I had a wonderful realization today. I realized, for the first time, that God cannot probably give you anything even if you pray fervently. You get what is destined. And surely even the creator is bound by his own rule of creations. A man’s life is not a blog that you write and delete when you want. No, it’s a defined path where the fruit falls in when it’s ripe and the time correct. It’s all pre-destined. God simply cannot break his own rule and give you what you want. A small change made for you would create a domino effect that would destabilize the entire creation. No, that can’t be allowed. And I have no objection to that.
I realized that God is just like your mother. She loves you. But probably cannot control anything in your life. You know if anything in this world is real and true to you, that’s the love of your mother. I would add the Almighty in it. He is simply a simple Man who watches helplessly what you do and still would smile at you. And I love Him all the more for that.
But then here is my question. I would illustrate an example before that.
Quite some time ago, I proposed a girl. I liked her a lot. She gently refused my offer. End of story. And I would also forget her very soon as I have this wonderful mechanism in my character by which I delete unwanted memories very easily. I close the chamber of emotions. I almost can become robot after that. I start thinking in one direction and don’t let any kind of emotion stir my mind. I become blank and brick-headed. And then after some time when I let my chamber open up, I find the emotion has subsided and turned into dust. You have to just blow it off. Trust me, I have this unique ability. I practiced it from my childhood.
I was a pesky kid. Everyday I used to come home injured with blood oozing out. And trust me when the wound used to pain, I would decide for some time whether I would cry or keep mum. The logic was very simple. Everyday I cannot cry and shame myself, particularly when I was the captain of our football team. That is too embarrassing as a leader.
If I decided to keep mum, no amount of blood would make me shed even a single drop of tear. It was unnatural, against all science, for a kid.
And when I decided to cry, I used to draw the living crap out of every soul in my neighborhood. I would cry till I was tired and fall asleep. Sometimes for hours.

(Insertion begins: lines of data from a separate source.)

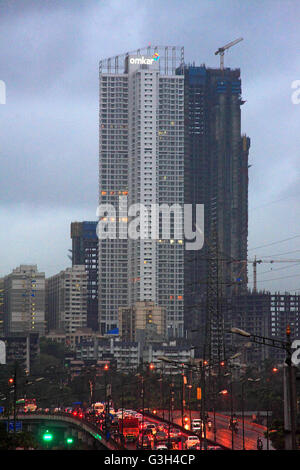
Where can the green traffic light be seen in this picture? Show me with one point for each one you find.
(47, 436)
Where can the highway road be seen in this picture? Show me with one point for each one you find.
(224, 435)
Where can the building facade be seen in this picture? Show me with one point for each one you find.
(216, 175)
(135, 320)
(85, 252)
(141, 166)
(24, 301)
(66, 300)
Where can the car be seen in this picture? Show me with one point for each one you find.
(152, 427)
(192, 441)
(161, 447)
(161, 436)
(144, 442)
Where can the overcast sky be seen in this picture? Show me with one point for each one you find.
(49, 55)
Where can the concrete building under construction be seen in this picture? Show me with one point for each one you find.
(216, 175)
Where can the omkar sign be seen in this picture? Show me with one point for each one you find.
(143, 60)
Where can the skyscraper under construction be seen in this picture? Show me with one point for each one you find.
(216, 175)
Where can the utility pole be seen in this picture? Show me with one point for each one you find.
(290, 398)
(289, 381)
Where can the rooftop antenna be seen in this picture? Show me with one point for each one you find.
(222, 50)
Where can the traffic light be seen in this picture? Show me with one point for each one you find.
(186, 423)
(47, 436)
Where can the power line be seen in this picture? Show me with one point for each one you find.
(276, 279)
(279, 269)
(280, 254)
(274, 243)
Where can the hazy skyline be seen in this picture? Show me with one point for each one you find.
(49, 125)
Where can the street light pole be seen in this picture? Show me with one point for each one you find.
(289, 386)
(243, 414)
(231, 413)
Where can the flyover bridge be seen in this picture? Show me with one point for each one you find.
(89, 431)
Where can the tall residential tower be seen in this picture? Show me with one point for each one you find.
(141, 162)
(216, 175)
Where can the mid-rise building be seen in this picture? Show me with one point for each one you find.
(21, 347)
(85, 252)
(142, 317)
(24, 301)
(263, 314)
(66, 300)
(141, 160)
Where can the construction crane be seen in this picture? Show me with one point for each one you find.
(222, 50)
(256, 261)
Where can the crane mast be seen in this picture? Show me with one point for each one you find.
(221, 51)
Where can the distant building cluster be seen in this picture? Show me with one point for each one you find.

The habit didn’t leave me till date. Add to it I have added one more specialty. I can laugh and make fun and frolic, when I am extremely emotional.
So, forgetting the girl is not a big deal for me. I know, I love her. I haven’t liked anybody for quite some years and decided not to fall in love again after my last harrowing experience. But this girl swept my feet and shook all my inhibitions. But I will forget her soon. I know, I will.
After this incident, this question popped into my mind. Why do we crave for things that are NOT destined for us? Why is this mechanism in nature and in God’s rule-book? What is the need for it? Why we should crave for things that are not ours to get? Why? WHY?
Would anybody care to explain? I didn’t get the answer myself. I would really remain grateful if anybody cares to make me understand this.